Both U.S. President Joe Biden and Secretary of State Antony Blinken released statements this week marking days of remembrance of Holocaust victims.

“During Yom Hashoah and throughout these days of remembrance, we mourn the 6 million Jews who were murdered during the horror of the Holocaust—as well as the millions of Roma and Sinti, Slavs, disabled persons, LGBTQI+ individuals, and political dissidents who were murdered at the hands of the Nazis and their collaborators,” Biden stated in an April 14 proclamation.

Biden said he will never forget meeting two survivors last year on the “sacred ground” of Yad Vashem, the World Holocaust Memorial Center in Jerusalem.

“The horrors of the Holocaust are painful to recount—the savage murder of innocent families and the systemic dehumanization of entire populations,” he stated. “We remember the cries for help that went unanswered and the bright futures cut short. We must never look away from the truth of what happened.”

Biden touted his administration’s naming of longtime Emory University professor and historian Deborah Lipstadt as the first ambassador-level special envoy to monitor and combat antisemitism (a designation that went into effect before his presidency) and said it is developing a national strategy to counter antisemitism, “mobilizing the full weight of the Federal Government to fight this scourge of hate in America.”

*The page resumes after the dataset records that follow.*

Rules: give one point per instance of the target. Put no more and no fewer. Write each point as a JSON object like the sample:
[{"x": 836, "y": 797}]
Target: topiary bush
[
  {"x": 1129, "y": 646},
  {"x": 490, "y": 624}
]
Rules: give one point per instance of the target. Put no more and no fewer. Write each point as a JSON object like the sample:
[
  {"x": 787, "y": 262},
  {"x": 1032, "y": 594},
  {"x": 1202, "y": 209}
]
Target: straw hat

He added that the United States is co-sponsoring a U.N. resolution to combat Holocaust denial and secured “the largest increase in funding ever for the physical security of nonprofits, including synagogues, Jewish Community Centers, Jewish day schools and other houses of worship.”

The president proclaimed April 16 to April 23 “a week of observance of the Days of Remembrance of Victims of the Holocaust” and called upon Americans to “pause to remember victims and survivors of the Holocaust.”

On April 17, Blinken, who is Jewish, released a statement commemorating the Days of Holocaust Remembrance.

“On Yom HaShoah, we remember and honor the 6 million Jews and the millions of others the Nazis murdered, including Roma, LGBTQI+ persons, Slavs and persons with disabilities,” he stated. “We honor them not only as they died, but as they lived, fought and loved. We mark their lives in their richness and complexity as we mourn the traditions, knowledge, histories and families lost.”

“Among the most powerful lessons we can learn from the Holocaust is that the mass murder of 6 million Jews was not a sudden or singular act, but rather the culmination of countless incremental steps designed to vilify and dehumanize people,” he added. “That’s why we must remember, now and always.”